Medical imaging is vital for diagnosing and monitoring health conditions. However, images can contain unintended features or distortions called artifacts. These anomalies are introduced during image acquisition or processing, not actual anatomical structures. Recognizing them is important for accurate interpretation, though their presence doesn’t always indicate a problem with the patient or equipment.
Patient-Related Factors
Patient movement during a scan frequently causes image artifacts. Voluntary actions like fidgeting, or involuntary ones such as breathing or heartbeats, can blur or distort images, often appearing as “ghosting” or smearing. This happens because movement disrupts the precise spatial alignment of data, making it difficult for the system to reconstruct a clear picture.
Metallic objects within or on the patient’s body also introduce artifacts. Implants like dental fillings, surgical clips, prostheses, or jewelry interact with imaging energy, causing distortions. In MRI, metal can lead to signal loss, distorted geometry, or bright signal pile-up due to differences in magnetic susceptibility. In CT scans, metal absorbs X-rays differently than body tissues, resulting in streaks or shading artifacts.

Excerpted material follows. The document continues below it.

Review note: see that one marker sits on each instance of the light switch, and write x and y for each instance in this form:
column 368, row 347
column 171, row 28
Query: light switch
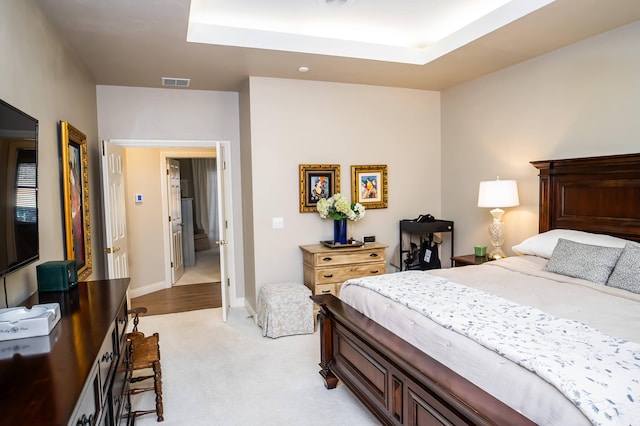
column 278, row 223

The body’s own physiological processes can also create apparent artifacts. Functions like blood flow or gas in the bowel cause signal variations. For instance, cerebrospinal fluid pulsation or chemical shift between fat and water can appear as subtle MRI distortions. Medical professionals typically recognize these as normal physiological phenomena, not errors.
Imaging System and Physics Factors
Every medical imaging system has inherent limitations contributing to image imperfections. Factors like resolution (smallest distinguishable detail) and signal-to-noise ratio (image clarity relative to background interference) define achievable quality. These physical constraints mean some “noise” or less-than-perfect image quality is always present.
Converting raw data into a visible image can introduce specific artifacts. For example, “ringing” or Gibbs artifacts in MRI appear as oscillations near sharp boundaries due to mathematical image reconstruction. In CT, beam hardening occurs when X-rays pass through dense tissues like bone or metal; lower-energy X-rays are absorbed more readily, leaving a “harder” beam of higher-energy photons. This can cause dark streaks between dense objects or a “cupping” effect.
Though less common due to stringent quality control, equipment malfunction can lead to artifacts. Detector issues, such as a single element providing erroneous readings, can result in circular or “ring” artifacts in CT scans. Tube arcing in X-ray tubes can manifest as random bright streaks. Regular maintenance and calibration minimize these hardware issues.
Operator and External Factors
The technologist’s technique influences image quality. Incorrect patient positioning can lead to misaligned or incomplete images. Inappropriate scanning parameters, such as a low CT dose or improper timing in contrast studies, can degrade image quality and introduce artifacts that obscure diagnostic information.
External environmental factors can interfere with imaging systems. MRI is particularly sensitive to external electrical signals or radio frequencies. Interference from nearby medical devices or a leaky radiofrequency shielded room can produce “zipper” artifacts (linear bright or dark lines). Such interferences disrupt the delicate magnetic fields and radio signals used to generate MRI images.
Infrequent software glitches during image reconstruction can also generate artifacts. These errors might arise from programming flaws or unexpected data interactions, leading to distortions not present in the raw data. While modern systems are sophisticated, such anomalies can result in misleading features on the final image.
Addressing Artifacts and Their Impact
Artifacts can obscure anatomical details or mimic medical conditions, potentially complicating diagnosis. However, experienced radiologists and technologists are trained to recognize these distortions and differentiate them from true pathology. This expertise helps ensure artifacts do not necessarily lead to misdiagnosis.
Various mitigation strategies minimize or eliminate artifacts. For patient motion, technologists provide clear instructions for stillness; sedation may be used for children or uncooperative patients. Specialized scanning sequences, like motion compensation techniques or faster acquisition times, also reduce motion effects. For metallic implants, specific software algorithms, such as MARS in MRI or iterative reconstruction in CT, suppress metal-induced distortions.
Patients play a part in minimizing artifacts by following instructions carefully. Disclosing metallic implants, jewelry, or permanent makeup beforehand allows the medical team to adjust protocols or take precautions. Artifacts are a common, expected aspect of medical imaging, and medical teams manage them effectively, ensuring diagnostic image quality.